Trade in Canada – a resilient 2018 but uncertain times ahead


Canadian 2018 export review

According to World’s Top Exports, a global trade aggregate website, from January – September 2018, Canadian exported goods were on track for an annualized $449.8 billion– representing a 6.9% year-over-year gain from 2017. Canada’s exports now represent 31.4% of total economic output.

In 2018, 77.4% of exported products were destined for the US & Mexico markets. Meanwhile, Asia purchased 11.5%, Europe accounted for 8.5% and just 0.7% of Canadian exports were sent to Africa. Canada’s top 3 exporting sectors in 2018 were mineral fuels [including oil] (20.1%), vehicles (14.8%), and machinery [including computers] (7.7%).

2019 Canadian GDP growth forecast

The Bank of Canada is projecting 2019 GDP growth to be 1.7%, down from its previous forecast of 2.1% in October. The first quarter of 2019 could make or break for the year ahead with growth is expected to be just 0.8% over the first three months.

Canada’s population grew by 1.4% last year – the largest increase since the early 1990s. Meanwhile, Canada’s three largest cities – GTA, Montreal and Vancouver – account for 35% of GDP. To compare, in the US the top three cities only account for 15% of GDP.

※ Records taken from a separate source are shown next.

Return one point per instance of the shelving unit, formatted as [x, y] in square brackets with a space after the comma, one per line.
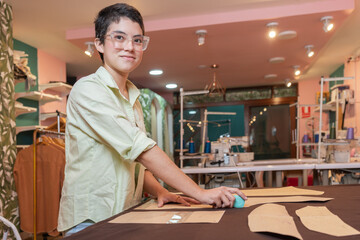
[335, 102]
[21, 109]
[38, 96]
[182, 121]
[28, 128]
[63, 88]
[44, 116]
[296, 134]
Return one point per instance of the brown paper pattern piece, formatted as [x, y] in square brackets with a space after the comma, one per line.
[152, 205]
[260, 200]
[273, 218]
[283, 191]
[314, 218]
[169, 217]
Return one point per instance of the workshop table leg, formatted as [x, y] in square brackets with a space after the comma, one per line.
[305, 183]
[268, 178]
[278, 178]
[325, 177]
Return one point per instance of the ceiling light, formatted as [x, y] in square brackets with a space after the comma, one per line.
[309, 50]
[171, 85]
[192, 112]
[297, 71]
[90, 50]
[201, 36]
[328, 25]
[156, 72]
[276, 60]
[215, 86]
[271, 75]
[272, 29]
[286, 35]
[288, 82]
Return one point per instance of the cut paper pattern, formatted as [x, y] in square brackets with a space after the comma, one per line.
[169, 217]
[273, 218]
[283, 191]
[260, 200]
[314, 218]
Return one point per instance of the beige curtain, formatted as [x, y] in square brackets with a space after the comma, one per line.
[8, 197]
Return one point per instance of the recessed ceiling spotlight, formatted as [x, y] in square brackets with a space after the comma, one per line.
[90, 50]
[203, 66]
[285, 35]
[309, 50]
[272, 29]
[171, 85]
[201, 36]
[192, 112]
[328, 25]
[156, 72]
[268, 76]
[297, 71]
[276, 60]
[288, 82]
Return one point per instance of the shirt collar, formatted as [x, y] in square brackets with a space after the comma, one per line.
[108, 80]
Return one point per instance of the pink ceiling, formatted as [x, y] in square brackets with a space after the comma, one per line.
[236, 41]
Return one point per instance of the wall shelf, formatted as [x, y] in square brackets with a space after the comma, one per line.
[28, 128]
[21, 109]
[44, 116]
[38, 96]
[63, 88]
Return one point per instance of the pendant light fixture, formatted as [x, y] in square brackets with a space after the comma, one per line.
[90, 50]
[272, 29]
[328, 25]
[201, 36]
[309, 50]
[215, 87]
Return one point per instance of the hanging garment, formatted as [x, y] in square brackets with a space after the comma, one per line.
[50, 175]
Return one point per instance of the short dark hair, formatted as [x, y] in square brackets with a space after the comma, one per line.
[113, 13]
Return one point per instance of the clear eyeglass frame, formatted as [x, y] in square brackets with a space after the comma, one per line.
[140, 42]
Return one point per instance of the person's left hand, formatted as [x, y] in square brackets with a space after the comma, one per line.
[167, 197]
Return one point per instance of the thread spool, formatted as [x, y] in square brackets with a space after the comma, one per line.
[350, 133]
[207, 147]
[332, 131]
[191, 146]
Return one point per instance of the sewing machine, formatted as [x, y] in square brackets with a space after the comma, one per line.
[222, 154]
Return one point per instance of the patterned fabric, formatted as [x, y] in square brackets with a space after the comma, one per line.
[146, 98]
[8, 197]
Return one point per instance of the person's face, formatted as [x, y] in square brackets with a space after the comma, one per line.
[122, 57]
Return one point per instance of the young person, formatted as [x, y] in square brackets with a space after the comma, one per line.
[107, 149]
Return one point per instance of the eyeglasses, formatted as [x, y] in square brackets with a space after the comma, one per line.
[139, 42]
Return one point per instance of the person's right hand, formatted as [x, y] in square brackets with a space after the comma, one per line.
[221, 197]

Consumer spending and the housing sectors continue to be the workhorses for the Canadian economy. However, consumer spending is slowing down as spending adjusts to previous interest-rate hikes and tighter mortgage rules. The Bank of Canada’s key interest rate holds steady at 1.75% after being raised three times in the previous calendar year.

A decline in global oil prices has had a substantial impact on Canada’s GDP growth prospects. The Bank of Canada estimates the oil slump, which began last summer and has seen a slight recovery in recent weeks, is projected to reduce Canada’s GDP growth by 0.5% by the end of 2020.

US & global growth considerations

“Last year growth numbers in the US were good, coming in just under 3%. This year, US growth is estimated at 2.4%, even allowing for the hit from the government shutdown.” predicts Craig Wright, Chief Economist for Royal Bank of Canada at a recent Economic Club of Canada event sponsored by CPA Ontario.

“It’s not surprising that the recession debate has surfaced. The U.S. economy is in its tenth year of expansion. The closer you get to the end of expansion the odds of recession start to move higher.” Wright continues.

Consumers drive 70% of the US economy and with US unemployment at a low 4%, they will continue to account for considerable US growth in for the year ahead.

China’s growth is projected to decelerate to around 6% this year and Europe’s growth is projected to slow as well. Brexit is an ongoing concern for the global economy given that London is a major global financial centre.

The trade war between the US and China is considered the single trade largest risk facing the global economy. This conflict may eventually resolve itself with both sides taking a step back, however, if the trade war intensifies, the Canadian and global economy is a likely proxy target for the ongoing political chess match. As such, the newly-minted USMCA could quickly become a political pawn between Canada and the US, ultimately casting shade on the Canadian economy in 2019.